Biola alumni students opened their fifth and final Art Alumni Exhibition starting this past Tuesday, Feb. 26, and it will be on display until Thursday, March 20. The opening reception was on Tuesday from 7 p.m. to 9 p.m.

The theme, “Through a Glass Dimly,” focuses on spiritual and religious themes in art, and the works of the participants, such as Jonathan Anderson, exhibits this. Anderson, now serving in his second year as a full-time professor at Biola began teaching after completing his Master of Fine Arts (MFA) from CSU Long Beach. His paintings, which center on how visual language is functioned, illustrates a “seemingly realistic ‘space’ opened up by the representation,” a space with “genuine depth” such as a chapel or a landscape.
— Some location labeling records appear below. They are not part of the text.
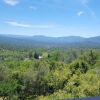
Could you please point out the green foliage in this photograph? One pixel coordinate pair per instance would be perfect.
(61, 73)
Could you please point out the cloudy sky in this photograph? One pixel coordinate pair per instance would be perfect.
(50, 17)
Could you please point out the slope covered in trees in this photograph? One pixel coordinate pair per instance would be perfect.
(60, 73)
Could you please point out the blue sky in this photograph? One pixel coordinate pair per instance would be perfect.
(50, 17)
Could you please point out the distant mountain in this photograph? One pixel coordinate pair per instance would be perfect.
(70, 41)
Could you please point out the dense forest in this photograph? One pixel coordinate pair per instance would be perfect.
(28, 73)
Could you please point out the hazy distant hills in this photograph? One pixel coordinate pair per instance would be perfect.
(70, 41)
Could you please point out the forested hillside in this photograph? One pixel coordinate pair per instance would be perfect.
(48, 73)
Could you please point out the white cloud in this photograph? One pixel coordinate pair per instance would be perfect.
(17, 24)
(13, 23)
(33, 7)
(11, 2)
(80, 13)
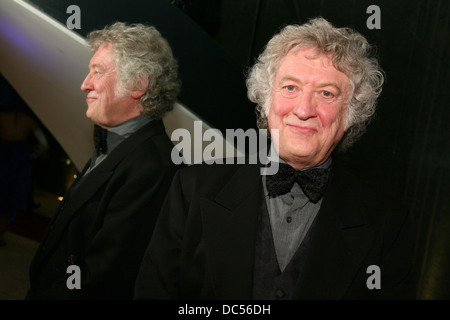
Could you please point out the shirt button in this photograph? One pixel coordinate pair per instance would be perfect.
(279, 293)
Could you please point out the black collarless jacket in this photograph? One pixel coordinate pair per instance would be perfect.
(204, 242)
(105, 221)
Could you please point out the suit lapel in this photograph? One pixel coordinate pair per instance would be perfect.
(229, 222)
(338, 241)
(84, 188)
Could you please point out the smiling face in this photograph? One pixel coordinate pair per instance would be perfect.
(309, 98)
(106, 107)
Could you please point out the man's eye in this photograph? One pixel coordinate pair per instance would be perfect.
(290, 88)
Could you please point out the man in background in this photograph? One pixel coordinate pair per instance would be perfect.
(106, 219)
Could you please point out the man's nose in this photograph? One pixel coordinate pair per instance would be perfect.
(86, 86)
(305, 105)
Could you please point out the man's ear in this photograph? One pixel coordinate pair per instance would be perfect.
(140, 89)
(137, 94)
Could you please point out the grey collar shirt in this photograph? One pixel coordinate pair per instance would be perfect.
(291, 216)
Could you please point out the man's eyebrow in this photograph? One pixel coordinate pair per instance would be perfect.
(96, 65)
(319, 85)
(329, 84)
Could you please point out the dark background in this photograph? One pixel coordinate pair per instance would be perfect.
(406, 149)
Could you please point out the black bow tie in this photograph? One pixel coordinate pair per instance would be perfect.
(100, 135)
(312, 181)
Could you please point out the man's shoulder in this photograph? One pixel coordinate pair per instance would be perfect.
(365, 191)
(215, 168)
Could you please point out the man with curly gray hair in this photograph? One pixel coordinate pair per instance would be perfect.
(310, 231)
(95, 243)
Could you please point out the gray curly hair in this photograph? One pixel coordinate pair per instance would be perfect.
(141, 53)
(350, 53)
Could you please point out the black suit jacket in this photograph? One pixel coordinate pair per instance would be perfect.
(105, 221)
(204, 242)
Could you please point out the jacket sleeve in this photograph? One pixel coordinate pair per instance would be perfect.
(159, 273)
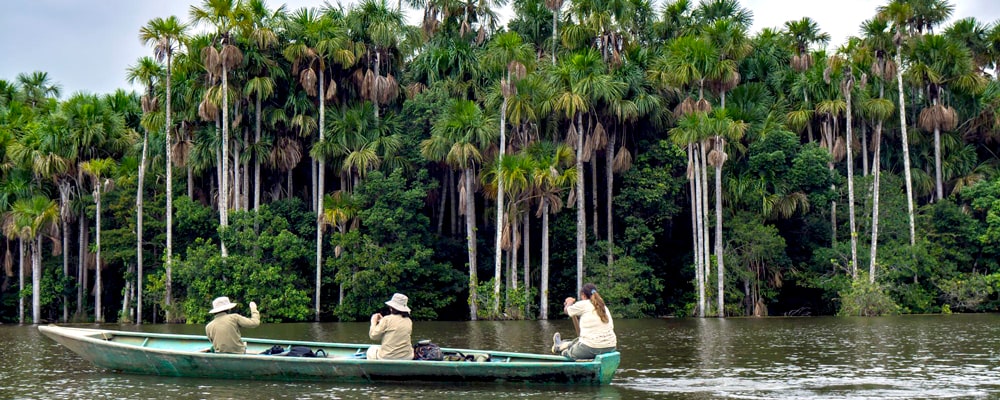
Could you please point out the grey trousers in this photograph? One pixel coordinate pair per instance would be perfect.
(579, 351)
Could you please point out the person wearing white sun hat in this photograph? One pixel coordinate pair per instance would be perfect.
(224, 330)
(393, 331)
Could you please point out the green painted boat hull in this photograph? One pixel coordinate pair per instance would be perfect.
(186, 356)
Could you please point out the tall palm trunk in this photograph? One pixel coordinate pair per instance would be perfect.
(444, 197)
(543, 285)
(526, 241)
(938, 181)
(850, 184)
(555, 19)
(864, 148)
(36, 279)
(609, 174)
(875, 201)
(906, 148)
(224, 182)
(81, 266)
(593, 192)
(720, 266)
(705, 241)
(63, 217)
(138, 231)
(168, 281)
(320, 180)
(20, 281)
(698, 227)
(98, 313)
(470, 230)
(581, 209)
(500, 207)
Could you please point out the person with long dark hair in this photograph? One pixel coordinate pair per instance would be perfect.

This space, however, seems closed up by the fact that the ‘space’ is only “representational” rather than being “an actual one.”

Anderson believes it is “vital that we speak about God” and that the necessity to continue “speaking and struggling to articulate” in theological language is also important. He is now very pleased to see his fellow alumni begin their new journeys with art outside of Biola.

“I’m looking forward to seeing … how they have been grappling with life through the medium of the visual arts,” Anderson said.

Kurt Simonson, who graduated in 2000 and taught high school photography for three years, received his MFA degree from Long Beach State and is currently serving as the assistant professor of photography at Biola. In addition, Simonson has been a part of all five of the alumni art shows in many various ways. However, in the most recent one, Simonson’s photography was chosen by Art Director Barry Krammes, just like it was during the second exhibition.

Simonson’s photography in this exhibition includes “diptychs” — two-panel scenes that “juxtapose fractions of old religious paintings with photographs from everyday life.” Simonson says he strives to indicate the “tensions” and “complexities” in life, asking questions such as, “Are contemporary scenes made more ‘sacred’ because of the presence of the religious scenes or vice versa?”

Brieanna Radford, however, will graduate this May. During fall 2006, Radford completed her studies at the New York Center for Arts and Media Studies (NYCAMS), where she first started on her piece, “The Meditation Box.” Radford was then asked to display a piece, “concerning the necessity for mediation in spiritual health.” Impressed by this piece, Krammes believed it would fit well with the show. “The Meditation Box” involves the “spiritual discipline of meditation in spiritual growth,” according to Radford. She said Christians need moments of silence, but that they often “shy away” from them due to the “emphasis” that Buddhism places on meditation. Therefore, Radford’s “Meditation Box” is created in order to “provide a space to pursue that silence” and also to “provoke thought of the hunger for meditation in daily spiritual life.”

As the alumni commence their fifth and last art exhibition, Biola continues to look forward to more projects of their students to display and “impact the world” with the gifts God has granted them.